A song that came to mind reading this thread is Brother Can You Spare a Dime? (Gorney/Harburg, 1930)

Once I built a railroad
Made it run
Made it race against time
Once I built a railroad
Now it's done
Brother, can you spare a dime?

Not quite what you're talking about either, but a bit of that sweep of history, of economic change.

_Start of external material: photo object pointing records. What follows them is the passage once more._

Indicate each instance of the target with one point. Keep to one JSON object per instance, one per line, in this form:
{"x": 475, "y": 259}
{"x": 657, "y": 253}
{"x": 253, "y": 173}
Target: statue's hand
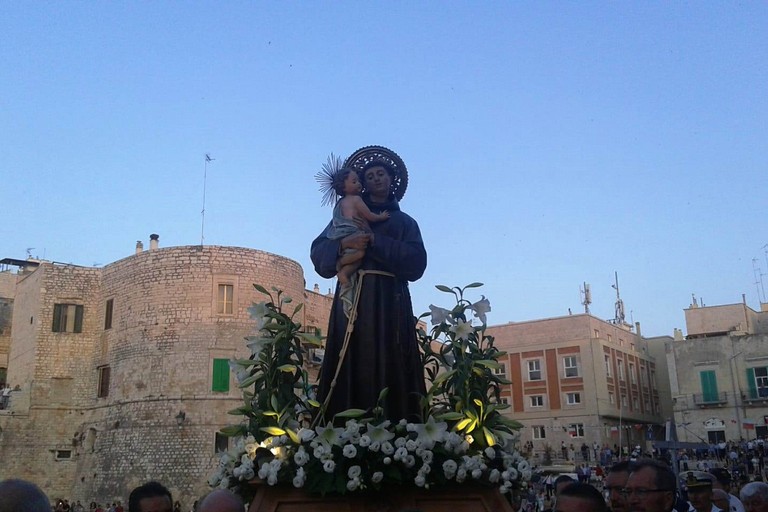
{"x": 357, "y": 241}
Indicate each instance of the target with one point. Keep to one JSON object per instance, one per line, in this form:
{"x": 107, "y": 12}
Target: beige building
{"x": 580, "y": 380}
{"x": 719, "y": 373}
{"x": 122, "y": 370}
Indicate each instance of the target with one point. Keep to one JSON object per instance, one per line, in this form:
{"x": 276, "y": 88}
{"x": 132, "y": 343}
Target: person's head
{"x": 220, "y": 501}
{"x": 699, "y": 486}
{"x": 613, "y": 485}
{"x": 346, "y": 182}
{"x": 754, "y": 496}
{"x": 150, "y": 497}
{"x": 722, "y": 479}
{"x": 562, "y": 482}
{"x": 578, "y": 497}
{"x": 378, "y": 177}
{"x": 720, "y": 499}
{"x": 651, "y": 487}
{"x": 22, "y": 496}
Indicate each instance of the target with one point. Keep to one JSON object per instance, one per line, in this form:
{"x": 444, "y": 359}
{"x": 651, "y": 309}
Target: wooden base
{"x": 461, "y": 498}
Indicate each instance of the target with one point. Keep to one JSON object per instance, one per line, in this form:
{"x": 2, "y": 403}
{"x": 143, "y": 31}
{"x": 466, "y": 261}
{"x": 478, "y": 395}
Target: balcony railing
{"x": 757, "y": 396}
{"x": 710, "y": 399}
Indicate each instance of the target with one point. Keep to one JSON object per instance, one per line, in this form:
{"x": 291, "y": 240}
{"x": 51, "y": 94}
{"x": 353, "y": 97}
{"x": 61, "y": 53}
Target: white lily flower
{"x": 353, "y": 484}
{"x": 449, "y": 468}
{"x": 301, "y": 457}
{"x": 439, "y": 315}
{"x": 330, "y": 435}
{"x": 259, "y": 313}
{"x": 380, "y": 433}
{"x": 306, "y": 434}
{"x": 430, "y": 432}
{"x": 480, "y": 308}
{"x": 354, "y": 471}
{"x": 462, "y": 329}
{"x": 349, "y": 451}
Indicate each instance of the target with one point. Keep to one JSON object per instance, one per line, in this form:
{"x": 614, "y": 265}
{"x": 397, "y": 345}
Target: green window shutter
{"x": 751, "y": 383}
{"x": 709, "y": 386}
{"x": 220, "y": 381}
{"x": 78, "y": 318}
{"x": 56, "y": 318}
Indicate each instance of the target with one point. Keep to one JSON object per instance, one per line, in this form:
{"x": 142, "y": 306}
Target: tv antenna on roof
{"x": 586, "y": 297}
{"x": 758, "y": 280}
{"x": 619, "y": 318}
{"x": 202, "y": 213}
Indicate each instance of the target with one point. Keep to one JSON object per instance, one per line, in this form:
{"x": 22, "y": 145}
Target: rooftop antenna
{"x": 758, "y": 280}
{"x": 202, "y": 213}
{"x": 619, "y": 317}
{"x": 586, "y": 297}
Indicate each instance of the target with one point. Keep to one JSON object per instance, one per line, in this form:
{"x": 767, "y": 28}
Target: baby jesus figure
{"x": 350, "y": 215}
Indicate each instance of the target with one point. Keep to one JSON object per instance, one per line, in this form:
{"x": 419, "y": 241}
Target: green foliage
{"x": 276, "y": 388}
{"x": 459, "y": 359}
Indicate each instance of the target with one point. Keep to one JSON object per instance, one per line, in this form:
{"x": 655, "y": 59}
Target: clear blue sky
{"x": 548, "y": 143}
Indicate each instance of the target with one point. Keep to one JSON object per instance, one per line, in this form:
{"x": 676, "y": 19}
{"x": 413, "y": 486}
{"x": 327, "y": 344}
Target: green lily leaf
{"x": 274, "y": 431}
{"x": 350, "y": 413}
{"x": 233, "y": 430}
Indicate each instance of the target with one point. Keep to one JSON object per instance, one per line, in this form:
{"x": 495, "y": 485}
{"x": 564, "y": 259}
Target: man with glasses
{"x": 723, "y": 481}
{"x": 614, "y": 483}
{"x": 650, "y": 487}
{"x": 699, "y": 486}
{"x": 580, "y": 497}
{"x": 755, "y": 497}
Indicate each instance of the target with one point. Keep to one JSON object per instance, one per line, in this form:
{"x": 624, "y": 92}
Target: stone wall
{"x": 165, "y": 333}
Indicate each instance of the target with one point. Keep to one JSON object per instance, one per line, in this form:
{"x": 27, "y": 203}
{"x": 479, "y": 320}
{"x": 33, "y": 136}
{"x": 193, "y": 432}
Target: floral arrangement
{"x": 464, "y": 438}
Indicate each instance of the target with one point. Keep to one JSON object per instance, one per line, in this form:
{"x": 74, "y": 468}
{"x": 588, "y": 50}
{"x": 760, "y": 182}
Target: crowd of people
{"x": 728, "y": 476}
{"x": 22, "y": 496}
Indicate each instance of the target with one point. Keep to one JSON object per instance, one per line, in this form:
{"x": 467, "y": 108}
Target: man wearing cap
{"x": 754, "y": 495}
{"x": 723, "y": 481}
{"x": 699, "y": 485}
{"x": 650, "y": 487}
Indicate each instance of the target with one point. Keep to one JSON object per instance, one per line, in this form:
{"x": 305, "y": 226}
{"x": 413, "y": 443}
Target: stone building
{"x": 719, "y": 373}
{"x": 578, "y": 379}
{"x": 122, "y": 370}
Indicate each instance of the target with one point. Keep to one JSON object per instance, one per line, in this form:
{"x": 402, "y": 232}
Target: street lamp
{"x": 733, "y": 387}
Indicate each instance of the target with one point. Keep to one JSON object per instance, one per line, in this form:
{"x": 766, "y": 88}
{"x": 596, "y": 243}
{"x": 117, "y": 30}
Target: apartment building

I live in a small city with an active freight line running through it. (I'm 64 now and have rarely lived where I couldn't hear the freight trains moving through at night; it's like a lullaby to me. When I was a kid our family lived very close to the RR tracks - on the "wrong side" of the tracks but I didn't figure this till years later.) This city was once a hub in the Upper Midwest for the Northern Pacific Railroad where they built and repaired locomotive engines and other RR cars. There's a nice diagram of the railyards in 1888 near the top of this page to give a sense http://www.crowwinghistory.org/nprr.html The RR has since changed hands multiple times and now by volume mostly moves oil and coal. The railyards still look kinda cool but are greatly diminished physically. Some developers are working with the current RR, Burlington Northern Santa Fe* (BNSF), to develop the site for a mix of retail, service and commercial businesses. The old Roundhouse is long gone, but there's now a Roundhouse Brewery in one of the remaining buildings. They just brought back their very nice Driftbuster Winter Ale in November. Anywho, I do go on. I will poke around for local songs about locomotive and train car production, decline of at least the steam locomotive industry. There are a couple of history buffs I know who might have some ideas.

*This reminds me that I used to do a decent cover of Johnny Mercer's On the Atchison, Topeka and the Santa Fe in open G tuning. Time to revive that song.